思えば独りで美術館に行くのは初めてだったが、会社の人にチケットをもらったことと
貼られていたポスターの作品の美しさに惹かれて。
行ってきたのは郡山美術館の「舟越保武展」だ。
岩手出身の彼の彫刻やドローイングが展示されていたが
ポスターの図案にもなっている「聖セシリア像」をはじめとする
女性をモチーフの作品の、特にその顔の静謐な美しさは期待以上だった。
(ぜひ「舟越保武」でググッてご覧ください。)
彫刻、と言うより美術全般は素人なんだが
何というか、何かを加えるのでは無く、削りだしていく彫刻って
元に戻すことが出来ない凄い作業だと思う。
自分が中学一年の時、夏休みに友人の家に遊びに行ったら
夏休みの宿題として、彼は翼を広げた鷲かなんかの木の彫刻に挑戦していた。
それが夏休みが終わって彼が提出したのが、サイズが半分ほどになったフクロウ(笑)。
聞けば最初に翼が折れてしまい、翼をたたんだ姿に変えて削っていたのだが
くちばしも折れてしまい、結局フクロウになってしまったとのことで
それを聞いたときは死ぬほど笑ったものだった(笑)。
ギャラリー展示の中で「石の中にある、あるべき姿を探し出していく」
というような意味の舟越保武の言葉があったけど
素人は作ろう作ろうとするのに、イメージしているもののために無駄なものを削って
これだけ美しいものを「探せる」彫刻家ってのは、本当に凄いと思う。
彼は晩年右半身が不随になり。

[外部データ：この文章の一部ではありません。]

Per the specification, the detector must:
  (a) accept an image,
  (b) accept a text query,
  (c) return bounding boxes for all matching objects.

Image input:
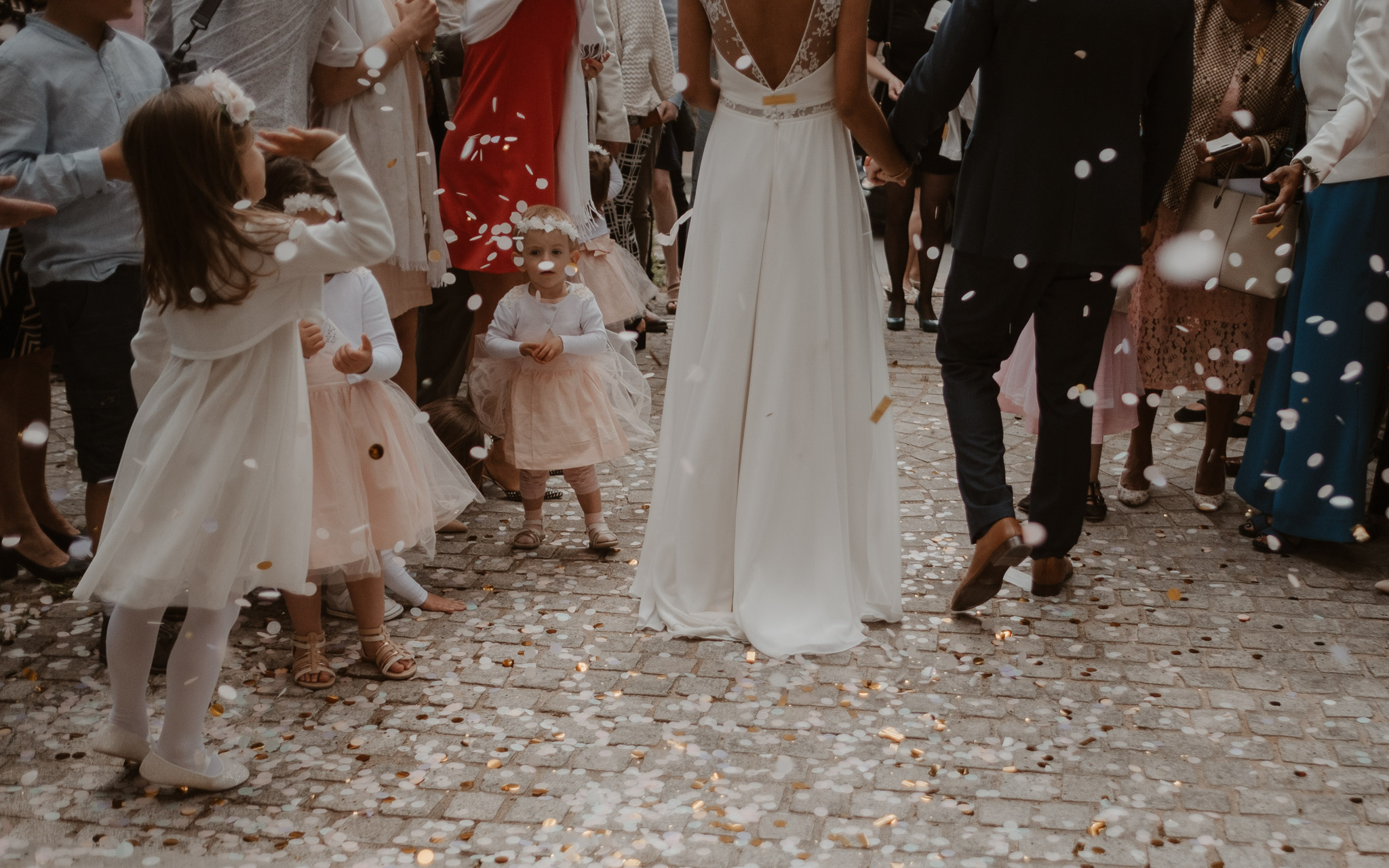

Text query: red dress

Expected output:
[439,0,578,273]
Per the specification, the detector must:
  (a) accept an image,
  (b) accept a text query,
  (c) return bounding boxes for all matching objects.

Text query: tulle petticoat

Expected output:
[993,311,1143,443]
[306,349,482,579]
[74,322,314,610]
[468,332,656,471]
[578,235,656,326]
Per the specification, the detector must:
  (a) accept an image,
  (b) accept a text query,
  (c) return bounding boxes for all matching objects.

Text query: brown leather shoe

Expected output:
[1032,557,1075,597]
[950,518,1032,612]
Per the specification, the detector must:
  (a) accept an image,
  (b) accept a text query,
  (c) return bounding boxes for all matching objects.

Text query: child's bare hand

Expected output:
[530,335,564,366]
[256,126,340,163]
[419,593,468,612]
[334,335,372,374]
[298,319,325,358]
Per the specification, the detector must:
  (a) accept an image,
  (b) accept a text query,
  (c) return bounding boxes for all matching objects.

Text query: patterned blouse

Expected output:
[1162,0,1307,212]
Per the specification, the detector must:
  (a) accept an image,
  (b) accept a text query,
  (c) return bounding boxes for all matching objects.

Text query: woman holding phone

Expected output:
[1118,0,1307,513]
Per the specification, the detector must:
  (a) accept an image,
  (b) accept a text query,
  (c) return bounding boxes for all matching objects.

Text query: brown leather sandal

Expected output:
[290,632,338,690]
[357,627,419,681]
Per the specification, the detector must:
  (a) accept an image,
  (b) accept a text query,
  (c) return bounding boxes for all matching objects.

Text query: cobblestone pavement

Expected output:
[0,317,1389,868]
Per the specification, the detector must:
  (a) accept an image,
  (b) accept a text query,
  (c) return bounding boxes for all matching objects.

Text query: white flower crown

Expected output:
[193,69,256,126]
[514,216,579,241]
[283,193,338,216]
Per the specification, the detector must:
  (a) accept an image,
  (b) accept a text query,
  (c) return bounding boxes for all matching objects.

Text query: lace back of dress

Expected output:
[700,0,840,90]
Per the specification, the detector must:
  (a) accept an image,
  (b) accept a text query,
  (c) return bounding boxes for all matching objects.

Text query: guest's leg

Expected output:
[917,172,956,319]
[882,171,921,317]
[415,268,472,404]
[1194,392,1239,496]
[154,600,240,775]
[33,265,144,545]
[0,350,68,568]
[1028,268,1114,558]
[390,307,419,400]
[936,252,1044,542]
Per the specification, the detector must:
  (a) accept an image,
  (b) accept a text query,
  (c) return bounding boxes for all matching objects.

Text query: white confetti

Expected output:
[20,419,49,446]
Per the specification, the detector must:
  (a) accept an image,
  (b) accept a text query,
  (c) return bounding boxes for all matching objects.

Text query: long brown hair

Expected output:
[121,85,273,310]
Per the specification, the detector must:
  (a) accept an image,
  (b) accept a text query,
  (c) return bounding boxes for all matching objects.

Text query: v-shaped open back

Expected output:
[700,0,840,90]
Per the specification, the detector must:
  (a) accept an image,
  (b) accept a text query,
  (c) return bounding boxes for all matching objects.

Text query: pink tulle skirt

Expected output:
[993,313,1143,443]
[306,350,482,578]
[578,235,656,326]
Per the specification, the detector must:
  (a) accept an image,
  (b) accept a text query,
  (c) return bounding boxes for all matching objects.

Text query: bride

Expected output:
[633,0,911,657]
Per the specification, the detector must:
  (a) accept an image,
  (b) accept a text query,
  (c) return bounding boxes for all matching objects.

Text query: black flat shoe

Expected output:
[39,525,92,559]
[1084,482,1110,521]
[0,549,92,582]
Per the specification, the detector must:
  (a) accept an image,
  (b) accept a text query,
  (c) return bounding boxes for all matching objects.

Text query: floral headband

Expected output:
[282,193,338,216]
[515,216,579,244]
[193,69,256,126]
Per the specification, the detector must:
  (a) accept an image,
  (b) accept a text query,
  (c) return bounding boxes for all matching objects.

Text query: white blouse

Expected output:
[324,268,404,383]
[484,283,608,358]
[1296,0,1389,186]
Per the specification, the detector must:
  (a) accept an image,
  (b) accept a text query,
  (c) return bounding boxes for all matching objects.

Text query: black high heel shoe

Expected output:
[0,549,92,582]
[911,288,940,335]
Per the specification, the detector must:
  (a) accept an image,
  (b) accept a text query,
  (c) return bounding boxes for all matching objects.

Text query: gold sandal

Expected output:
[290,632,338,690]
[357,625,419,681]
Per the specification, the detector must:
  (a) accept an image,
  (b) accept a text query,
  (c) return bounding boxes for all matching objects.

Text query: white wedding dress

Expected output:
[633,0,901,657]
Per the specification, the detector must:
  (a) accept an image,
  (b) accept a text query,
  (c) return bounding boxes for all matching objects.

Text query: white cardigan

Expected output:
[1296,0,1389,186]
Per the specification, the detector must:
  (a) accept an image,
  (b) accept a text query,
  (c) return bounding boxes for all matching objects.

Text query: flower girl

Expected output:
[265,157,482,690]
[74,72,395,790]
[468,205,653,550]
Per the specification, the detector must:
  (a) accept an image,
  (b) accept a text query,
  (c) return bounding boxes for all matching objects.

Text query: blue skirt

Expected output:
[1235,176,1389,542]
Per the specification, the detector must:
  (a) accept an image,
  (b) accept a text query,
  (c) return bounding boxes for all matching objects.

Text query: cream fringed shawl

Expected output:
[317,0,449,286]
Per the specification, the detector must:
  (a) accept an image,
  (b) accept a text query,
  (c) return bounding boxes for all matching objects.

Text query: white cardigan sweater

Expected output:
[1296,0,1389,186]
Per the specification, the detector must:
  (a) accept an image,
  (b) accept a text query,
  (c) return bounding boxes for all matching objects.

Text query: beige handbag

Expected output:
[1179,167,1302,298]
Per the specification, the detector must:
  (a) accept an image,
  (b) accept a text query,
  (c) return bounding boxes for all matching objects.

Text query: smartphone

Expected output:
[1206,132,1245,157]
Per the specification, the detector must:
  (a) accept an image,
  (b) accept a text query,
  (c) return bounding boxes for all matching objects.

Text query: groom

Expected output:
[891,0,1193,611]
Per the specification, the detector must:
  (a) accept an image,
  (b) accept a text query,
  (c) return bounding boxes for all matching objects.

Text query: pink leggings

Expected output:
[521,464,599,500]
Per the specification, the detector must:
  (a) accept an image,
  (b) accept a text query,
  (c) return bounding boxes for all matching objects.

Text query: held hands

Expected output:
[334,335,372,374]
[1249,163,1303,225]
[256,128,345,163]
[0,175,58,229]
[396,0,439,52]
[521,332,564,366]
[298,319,325,358]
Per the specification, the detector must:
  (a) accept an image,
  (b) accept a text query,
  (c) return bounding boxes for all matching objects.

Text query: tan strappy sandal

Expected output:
[357,627,419,681]
[290,632,338,690]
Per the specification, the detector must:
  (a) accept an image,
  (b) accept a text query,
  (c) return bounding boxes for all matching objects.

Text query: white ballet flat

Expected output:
[1118,482,1153,507]
[140,750,252,793]
[1196,492,1225,513]
[86,721,150,762]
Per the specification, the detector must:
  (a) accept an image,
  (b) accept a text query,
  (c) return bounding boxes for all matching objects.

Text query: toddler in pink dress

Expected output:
[468,205,653,550]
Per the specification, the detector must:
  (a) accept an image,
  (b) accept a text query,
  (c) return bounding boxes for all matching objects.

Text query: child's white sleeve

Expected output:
[131,301,170,404]
[275,136,396,278]
[346,272,404,382]
[560,292,607,355]
[608,157,623,199]
[482,296,521,358]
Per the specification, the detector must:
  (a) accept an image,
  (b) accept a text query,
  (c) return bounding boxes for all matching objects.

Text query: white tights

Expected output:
[106,600,240,775]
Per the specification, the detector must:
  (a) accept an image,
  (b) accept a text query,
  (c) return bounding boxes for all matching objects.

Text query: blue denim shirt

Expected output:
[0,16,168,286]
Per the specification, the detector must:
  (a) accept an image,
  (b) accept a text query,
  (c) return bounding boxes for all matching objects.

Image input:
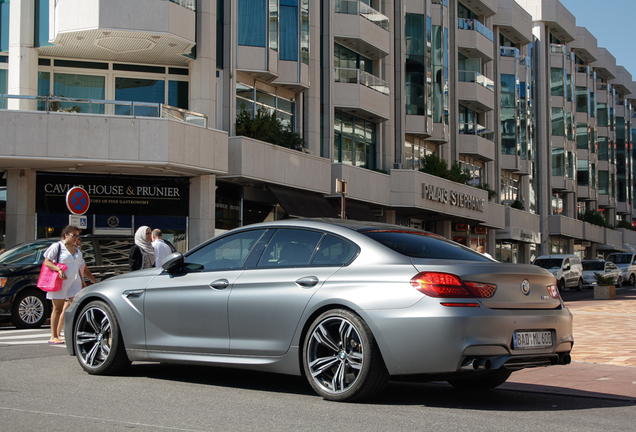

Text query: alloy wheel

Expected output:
[306,317,365,394]
[75,306,112,369]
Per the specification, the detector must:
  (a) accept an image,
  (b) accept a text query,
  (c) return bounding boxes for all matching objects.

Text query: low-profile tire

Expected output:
[302,309,389,401]
[73,300,130,375]
[11,288,51,329]
[557,279,565,291]
[448,369,512,391]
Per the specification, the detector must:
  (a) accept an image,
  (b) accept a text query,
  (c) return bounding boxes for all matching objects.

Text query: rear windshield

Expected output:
[533,258,563,269]
[581,261,605,270]
[607,254,632,264]
[362,230,492,262]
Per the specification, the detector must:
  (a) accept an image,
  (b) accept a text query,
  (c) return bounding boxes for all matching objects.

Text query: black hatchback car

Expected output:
[0,234,134,328]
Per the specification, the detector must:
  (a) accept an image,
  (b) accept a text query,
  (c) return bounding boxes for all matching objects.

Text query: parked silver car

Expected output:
[65,219,573,401]
[581,260,623,287]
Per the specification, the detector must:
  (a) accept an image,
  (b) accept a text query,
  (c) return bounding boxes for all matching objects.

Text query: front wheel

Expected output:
[73,300,130,375]
[303,309,389,401]
[448,369,512,391]
[576,279,583,291]
[11,288,51,329]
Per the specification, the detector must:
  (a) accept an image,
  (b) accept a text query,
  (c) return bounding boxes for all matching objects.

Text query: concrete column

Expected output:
[7,0,38,110]
[190,0,221,129]
[5,169,36,249]
[188,175,216,249]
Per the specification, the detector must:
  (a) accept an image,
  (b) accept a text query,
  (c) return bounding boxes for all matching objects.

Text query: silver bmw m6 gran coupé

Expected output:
[65,219,574,401]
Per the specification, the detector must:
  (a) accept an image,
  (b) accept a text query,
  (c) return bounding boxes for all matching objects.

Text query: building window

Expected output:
[550,68,565,96]
[333,110,376,169]
[238,0,268,48]
[552,148,565,177]
[552,107,565,136]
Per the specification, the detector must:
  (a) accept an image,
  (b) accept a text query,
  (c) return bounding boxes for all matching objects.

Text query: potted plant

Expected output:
[594,273,616,300]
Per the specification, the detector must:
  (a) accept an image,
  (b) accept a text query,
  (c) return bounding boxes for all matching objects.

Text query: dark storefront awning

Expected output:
[267,185,338,218]
[345,200,378,222]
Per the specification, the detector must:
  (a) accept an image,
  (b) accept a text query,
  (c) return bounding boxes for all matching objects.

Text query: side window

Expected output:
[97,238,134,269]
[311,235,356,266]
[185,229,266,270]
[82,239,96,267]
[257,229,322,268]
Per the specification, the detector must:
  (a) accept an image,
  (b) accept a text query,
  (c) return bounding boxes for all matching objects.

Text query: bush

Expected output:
[235,104,305,150]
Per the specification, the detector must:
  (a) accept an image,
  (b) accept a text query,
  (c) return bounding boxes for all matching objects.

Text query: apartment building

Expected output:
[0,0,636,262]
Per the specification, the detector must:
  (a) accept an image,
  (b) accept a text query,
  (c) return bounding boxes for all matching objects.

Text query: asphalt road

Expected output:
[0,338,635,432]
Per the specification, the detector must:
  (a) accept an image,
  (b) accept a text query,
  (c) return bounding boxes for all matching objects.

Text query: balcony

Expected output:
[0,96,227,176]
[38,0,196,65]
[457,71,495,112]
[548,215,583,240]
[457,123,495,162]
[333,0,391,60]
[333,68,390,123]
[455,18,493,62]
[228,136,332,194]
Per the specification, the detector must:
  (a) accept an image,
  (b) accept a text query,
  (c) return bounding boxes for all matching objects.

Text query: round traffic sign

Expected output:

左手で活動を再開するのだが
それまでの優美で静謐な作品とがらりと違う
ごつごつとした、でも重量感と生命力を感じる作品を生み出していて、
それはそれでまたある意味凄みを感じた。
彼はカトリックの洗礼を受け、宗教的な作品を多く手掛けていて
それが美しい「聖セシリア」などや、幽鬼のような「原の城」などに色濃く表れている。
中でも長崎に設置してあるという大作、「26殉教者記念像」という作品がある。
展示では実物のFRPダミーと、下書きとも言える素描が展示されていたが
この26殉教者記念像の元になった史実を描いた戦前の日活映画が特別上映されていた。
これが今日しか上映しないと知り、予定を変えて今日にしたのだが
この「殉教血史 日本廿六聖人~われ世に勝てり~」が意外な拾いもの。
元は弁士付きで上映されていたこの作品のフィルムは長く行方不明だったもので
戦後発見されて長崎の修道士によるナレーションと音楽がつけられたそうだ。
戦国時代のフランシスコ会の神父や修道士の来日から、
秀吉の保護のもとでの活動、そして彼の命により
洗礼を受けた日本人を含めて捉えられ
長崎で処刑されるまでを描いた映画なのだが、もちろん史実と違う脚色もされていて
チャンバラあり、地震のシーンではセットを壊したり、ミニチュア?の特撮まであって
意外なほど(失礼)飽きない80分を楽しむことができた。
戦前作品とは言え(戦前が故?)結構な数のエキストラや豪華なオープンセット
果てはバチカンにまでロケもされていてお金もかかっていたのも驚いた。
日本人がフランシスコ会の神父や修道士も演じているのだが
白塗りメイクもあって全く違和感が無かった(片岡知恵蔵まででていた!)のも面白いもので。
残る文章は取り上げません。